Considering my own personal infatuation with the same movie franchise during my own personal youth, and my undeniable inclination for Flying-V references during my own personal non-youth, I, for one, would have personally enjoyed the chance at going Gonzo last month and sneaker-shuffling around the Verizon Center with the rest of the muckrakers in attendance.

That is, if only Ovie and Oshie would have actually bothered to send an E-vite my way and Point Tech Director Shaun M. Lambert would have actually let me check out the good camera for an impromptu trip over the bridge.

But even getting to experience the show second-hand through Tweets and timelines (2017 most certainly not being an outlier in this case) I still found the whole painfully-obvious publicity stunt cooler than the flipside of a Zamboni, for two reasons:

(1) I was previously unaware that there even was a country called United Arab Emirates, much less that they actually played hockey there.

(2) Being 2017 and given our current political climate and country’s apparent new outlook on immigration, painfully-obvious PR stunt or no, Fatima Al Ali isn’t just good for the sport of hockey, female athletes everywhere and the sales spike in vintage Disney VHS tapes — she’s good for the world.
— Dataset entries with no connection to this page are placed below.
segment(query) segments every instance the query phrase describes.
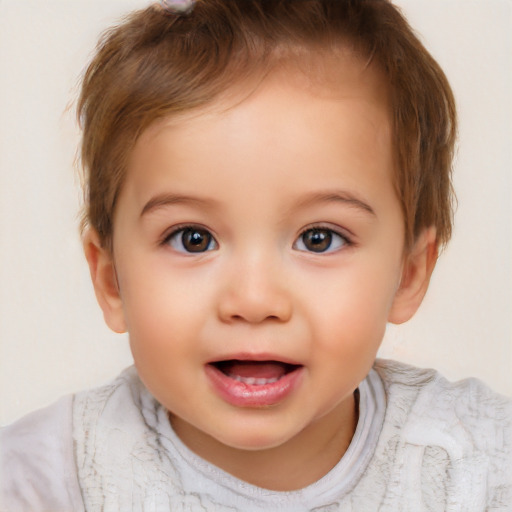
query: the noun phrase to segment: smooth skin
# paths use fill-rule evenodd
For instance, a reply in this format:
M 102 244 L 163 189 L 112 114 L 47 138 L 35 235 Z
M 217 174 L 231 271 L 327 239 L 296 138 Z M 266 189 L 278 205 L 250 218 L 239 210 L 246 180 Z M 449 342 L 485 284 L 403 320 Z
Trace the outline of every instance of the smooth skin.
M 274 490 L 332 469 L 357 424 L 354 390 L 387 322 L 408 320 L 437 252 L 404 249 L 392 131 L 377 71 L 347 58 L 322 87 L 300 73 L 167 119 L 138 140 L 113 251 L 84 238 L 107 324 L 129 332 L 139 375 L 194 452 Z M 293 391 L 235 406 L 212 361 L 293 362 Z

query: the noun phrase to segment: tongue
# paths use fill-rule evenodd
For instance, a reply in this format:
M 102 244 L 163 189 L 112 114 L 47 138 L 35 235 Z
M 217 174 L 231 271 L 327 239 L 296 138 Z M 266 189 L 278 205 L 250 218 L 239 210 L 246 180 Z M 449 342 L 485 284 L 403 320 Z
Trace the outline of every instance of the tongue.
M 287 373 L 287 365 L 278 361 L 229 361 L 223 371 L 242 378 L 280 379 Z

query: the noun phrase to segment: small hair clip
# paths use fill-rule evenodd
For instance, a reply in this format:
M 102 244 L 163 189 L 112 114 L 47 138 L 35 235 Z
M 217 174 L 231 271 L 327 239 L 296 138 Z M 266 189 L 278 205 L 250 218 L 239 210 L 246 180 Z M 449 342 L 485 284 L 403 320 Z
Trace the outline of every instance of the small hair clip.
M 160 5 L 171 14 L 188 14 L 196 0 L 160 0 Z

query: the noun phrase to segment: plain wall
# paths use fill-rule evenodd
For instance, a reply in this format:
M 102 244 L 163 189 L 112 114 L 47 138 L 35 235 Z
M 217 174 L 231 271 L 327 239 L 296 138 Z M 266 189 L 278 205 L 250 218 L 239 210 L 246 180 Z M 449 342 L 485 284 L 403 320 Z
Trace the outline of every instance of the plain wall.
M 381 355 L 512 395 L 512 2 L 397 0 L 460 112 L 459 206 L 418 315 Z M 0 424 L 131 364 L 78 233 L 69 105 L 100 31 L 142 0 L 0 0 Z

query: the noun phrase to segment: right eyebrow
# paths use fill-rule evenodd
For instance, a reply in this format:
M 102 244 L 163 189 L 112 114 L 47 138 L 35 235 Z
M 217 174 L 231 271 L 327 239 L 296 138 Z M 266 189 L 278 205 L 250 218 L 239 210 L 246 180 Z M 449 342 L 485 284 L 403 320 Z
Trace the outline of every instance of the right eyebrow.
M 142 208 L 140 216 L 143 217 L 150 212 L 172 206 L 175 204 L 192 204 L 212 208 L 216 202 L 212 199 L 206 199 L 201 197 L 187 196 L 184 194 L 172 194 L 164 193 L 153 196 Z

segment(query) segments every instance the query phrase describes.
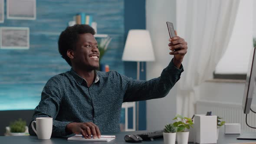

If there was ever a time that the third rock on the Milky Way speed-dial needed a female Muslim hockey star to make her way to the limelight, that time is undoubtedly right now.

Whether we like it or not, and despite collectively trying to keep things as church-and-state as possible whenever possible, sports and politics have always and will always remain inseparable. The proof is in the pudding. Just look at what Jackie Robinson did for the color barrier, what Billie Jean King did for the glass ceiling, or what Colin Kaepernick did for me having to listen to Skip Bayless all the time last fall.

Like the “badly overrated” Meryl Streep at this year’s Golden Globes, or the badly overweight Marlon Brando not at the 1973 Academy Awards, celebrity status carries some serious clout when it comes to any issue, both political and non-political, so you can’t really blame them when they use that status to try to make the world, as they see it, a better place.

The way I see it, if America can hand over the nuke codes to a guy with a catchphrase, then we’d be coming across as pretty hypocritical, and quite possibly completely inept, if we refused to at least bend an ear when an NFL star wanted to weigh in on injustices concerning his own race, or when a WNBA star wanted to weigh in on misconceptions concerning her own gender.

Though she’s pretty fatefully primed for the political platform for obvious reasons, admittedly, Fatima Al Ali doesn’t really want to take the stage. She’s gone on record to say that, really — just like Emilio Estevez ditching his Brooks Brothers three-piece for a pair of rollerblades and gliding into D2’s Act III along a for-some-reason-desolate Malibu boardwalk (I’m paraphrasing here, of course) — all she wants to do is play hockey.

And I think that’s probably alright. Because even without having to shake things up on Facebook or kneel down during a national anthem, for all we know, right at this very moment, Ali could very well be inspiring some 7-year-old somewhere to shoot for something that the world told them could never be anything more than a Hollywood dream, simply by taking the ice.

Maybe that’s all the world needs from her right now anyway. Maybe we’ve got enough Skip Baylesses just talking and could stand to see more Fatima Al Alis just doing for a change. After all, the great Gordon Bombay himself’s best halftime speech of all time was simply: “Quack, Quack, Quack.” Then he just let them play. And in an ending so cathartic that it might have well have been scripted, who would have known that something so simple could end up being the thing that finally got the Ducks to fly together.

Cue the Cat Stevens. Cheese sandwiches all around. I’ve got a fresh pair of rollerblades to buy, a helmet to not wear and a crowded mall to find.